- 6 years ago
- Wedding: April 2011
I just got off the phone with a good friend of mine and I feel disappointed.
She lives overseas and has two kids, so we don’t get to talk very often. With her first one, they got pregnant after 7 months, with her having very irregular cycles. After a few months of TTC, she went to her Gyn, but he didn’t take her concerns seriously and just told her to keep trying. Her second kid was an oops when the nuvaring failed.
Last time we were in touch, I had written her an email and mentioned Darling Husband and my first visit to the RE, how I;m glad we’re getting things checked out, and that he said it’s possible I had chemical pregnancies. I thought she, of all people, would understand.
I called her today and after we talked about this and that, she asked me if we had seen the RE again.

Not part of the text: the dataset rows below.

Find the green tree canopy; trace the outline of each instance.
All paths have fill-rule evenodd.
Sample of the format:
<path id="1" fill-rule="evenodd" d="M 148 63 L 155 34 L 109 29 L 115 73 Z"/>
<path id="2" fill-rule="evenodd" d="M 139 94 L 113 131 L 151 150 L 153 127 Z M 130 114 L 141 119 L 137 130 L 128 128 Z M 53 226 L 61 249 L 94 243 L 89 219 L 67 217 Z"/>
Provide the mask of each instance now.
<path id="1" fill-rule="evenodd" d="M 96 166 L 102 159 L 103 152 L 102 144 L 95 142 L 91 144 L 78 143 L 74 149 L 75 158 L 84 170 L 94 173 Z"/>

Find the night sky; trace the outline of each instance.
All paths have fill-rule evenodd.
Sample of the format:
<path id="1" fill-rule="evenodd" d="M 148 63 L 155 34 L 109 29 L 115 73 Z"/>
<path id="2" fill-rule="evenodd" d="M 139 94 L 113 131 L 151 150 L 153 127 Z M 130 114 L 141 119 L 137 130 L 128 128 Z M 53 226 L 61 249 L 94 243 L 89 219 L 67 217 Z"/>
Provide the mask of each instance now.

I said we needed to wait for the new cycle to start. That’s when she started asking if I didn’t think it was too early to see a specialist. Why didn’t I wait a year? It’s normal to take that long. I said, no, the RE thinks something isn’t right. And then she said it. “Well, I think you don’t get pregnant because you’re trying too hard. You just need to not think about it. It really hasn’t been that long. It takes some people years”
I couldn’t believe she would give me the cliche “Relax and it will happen”! She told me she was concerned about me because she thinks I’m obsessed with getting pregnant and I’m trynig to hard. She basically made me sound like I have mental issues. Mind you, this is based on me casually mentioning that we’re not pergnant yet, over the past 9 months, and one email in which I told her about the RE.
Why would she say this if she herself had been in the situation? I was getting upset and she tried to make things better by saying I misunderstood, that she thinks seeing the RE is great, but she is very concerned about me. She basically thinks I’m emotionally unstable. How is this better than “Relax and it will happen”?!
Sorry about the long post, I’m just hurt and confused that one of my best friends, who knows how frustrating TTC can be, would say this to me. Why would she do this? Did she forget what it was like? Do people who graduate from TTC eventually get smug and think it’s ok to say things that annoyed them when they were TTC? I don’t have many people I can talk about this to begin with. And it’s not like this is all I talk about with her. I hardly bring it up at all. Now that I wanted to talk to someone who could understand, I mistakenly thought that would be her. I guess I was wrong.